Cluster computing

Thursday, April 30, 2015

Today we continue reading the paper on DBPowder. We were reviewing related technologies Today we will continue some more discussion. Hibernate is mentioned as an ORM that handles complex correspondence. Here developers describe mappings between the persistent classes and the relational schema in hbm files. This file is used to generate code and table. However, each time the hbm needs to be updwted, it is pretty disruptive. Even with annotations the expressibility of the mapping isn't improved. While we talk about ORM framework, we don't talk about the mark and sweep required for Graph API. Those we read in distributed computing. Here we read the paper for improvements to the mapping framework.
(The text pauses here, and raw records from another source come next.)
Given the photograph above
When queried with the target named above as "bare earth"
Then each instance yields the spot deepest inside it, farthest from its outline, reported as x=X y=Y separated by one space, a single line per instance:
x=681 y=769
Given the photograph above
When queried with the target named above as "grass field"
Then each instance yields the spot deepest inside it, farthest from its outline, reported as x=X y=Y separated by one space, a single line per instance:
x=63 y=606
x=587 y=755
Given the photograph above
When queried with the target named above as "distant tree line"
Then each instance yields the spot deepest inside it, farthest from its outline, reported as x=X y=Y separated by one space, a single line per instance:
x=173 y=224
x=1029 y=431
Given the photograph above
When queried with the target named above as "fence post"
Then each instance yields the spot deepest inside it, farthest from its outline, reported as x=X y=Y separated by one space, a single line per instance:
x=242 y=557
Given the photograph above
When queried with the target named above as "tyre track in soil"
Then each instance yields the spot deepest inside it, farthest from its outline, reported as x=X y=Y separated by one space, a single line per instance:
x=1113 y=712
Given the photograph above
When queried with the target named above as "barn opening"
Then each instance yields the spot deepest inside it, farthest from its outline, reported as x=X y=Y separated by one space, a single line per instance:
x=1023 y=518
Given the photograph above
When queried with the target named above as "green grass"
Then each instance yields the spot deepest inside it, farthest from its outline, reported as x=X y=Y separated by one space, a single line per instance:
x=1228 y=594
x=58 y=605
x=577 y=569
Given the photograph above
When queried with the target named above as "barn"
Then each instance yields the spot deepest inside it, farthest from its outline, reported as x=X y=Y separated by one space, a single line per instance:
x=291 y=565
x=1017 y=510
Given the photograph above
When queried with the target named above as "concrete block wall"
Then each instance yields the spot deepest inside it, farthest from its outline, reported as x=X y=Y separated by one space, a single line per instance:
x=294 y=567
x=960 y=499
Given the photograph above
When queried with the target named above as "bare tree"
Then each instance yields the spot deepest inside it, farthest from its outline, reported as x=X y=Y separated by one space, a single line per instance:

Also we were hinting at writing Graph API for Active Directory objects CRUD. That cannot work unless AD objects CRUD works via LDAP protocol. We need proper credentials and reserved OU. And even so, will most likely require a ticketing framework for changes to be captured in audit trail.

Wednesday, April 29, 2015

Today we continue reading the paper introducing DBPowder as we did in the previous post. We said that for complex correspondences, the developer needs to specify the complete correspondence among persistent classes and tables. which is not always possible because they are subject to change. With DBPowder, simple and complex correspondences are supported with a collaboration of a conceptual model and a navigational data usage description. During the initial rapid development, developers describe an Extended Entity Relationship model and DBPowder generates schema and classes for this model. During the latter spiral development, DBPowder introduces ObjectView, a graph based object description form over the EER model. The developers can refine their EER models and add ObjectView. and then DBPowder refines the existing relational schema and persistent classes and adds persistent classes for ObjectView.
In the discussion on related works, the authors mention ActiveRecord which is a one to one mapping between table and attributes - attributes of ActiveRecord are defined with those of the table. The advantage of this approach is that its simple but doesn;t work for complex correspondences.
Another example is the conceptual model eg. ER model as the basis such as WebML and Enterprise Objects Framework. Here schema and classes are generated from the conceptual model.
A third approach was introduced by Thiran et al which uses wrapper based ORM and applies the eight transformation operators one after the other to a target relational schema. The descriptive power is limited within these operators.
#codingexercise

GetOddNumberRangePowerSeventhRootPowerTwenty (Double [] A)

{

if (A == null) return 0;

Return A.OddNumberPowerSeventhRootPowerTwenty();

}

Tuesday, April 28, 2015

Today we will start reading another research paper. This one is titled : DBPowder : A flexible object relational mapping framework based on a conceptual model. written by Murakami, Amagasa, Kitagawa et al. Object Relational mapping framework are well known to web application developers for the convenience they provide in programming data objects and persisting to a database. The relational schema is abstracted by an object graph that enables seamless data persistence. The authors begin by recognizing that there are many such ORM frameworks and most of them have to compromise two contradictory requirements, 1) that is the support of persistence classes that are directly mapped to relational table. and 2) the support of complicated compositions of base classes which are required by the application. These are two strong requirements and they become clearer as the application evolves. Initially a one to one mapping between each persistent class and their respective table is required and as the development proceeds, more complicated correspondences between persistent classes and relational tables are needed as the development proceeds. Foytr this reason, it is desirable for an ORM framework to be flexible enough between these two ends of the spectrum at different development stages.
In this paper, the authors do that by proposing a framework called DBPowder that addresses the difficulty in handling simple and complex correspondences. DBPowder supports direct mapping to tables with Extended Entity Relationship Model and it supports complicated compositions with ObjectView, a graph based object description form over the EER model. The EER model and the ObjctView together provide the flexibility that is required in different development stages.
Through out this paper the authors use the term simple correspondence and complex correspondence for 1) and 2) mentioned earlier. They refer to the classes in ORM as a) persistence classes that deal with persistent data in an object oriented language. b) relational schema to manage the persistent data in the RDB. and c) data conversion between object states and RDB queries and responses.
If we take the example of users and hosts, that have a many to many relationship as captured in a third join table, then we can have a simple correspondence with more complicated mappings possible by defining the mappings by hand.

Monday, April 27, 2015

Today we start reading up on Azure AD Graph API. This has let different web clients, applications and services to take advantage of doing CRUD on AD Artifacts directly. We will review some of the sample code to connect with this Graph API also. Graph APIs are as relevant to a cloud API provider as a portal to the user. In this section, we cover the usability aspect of the Graph APIs.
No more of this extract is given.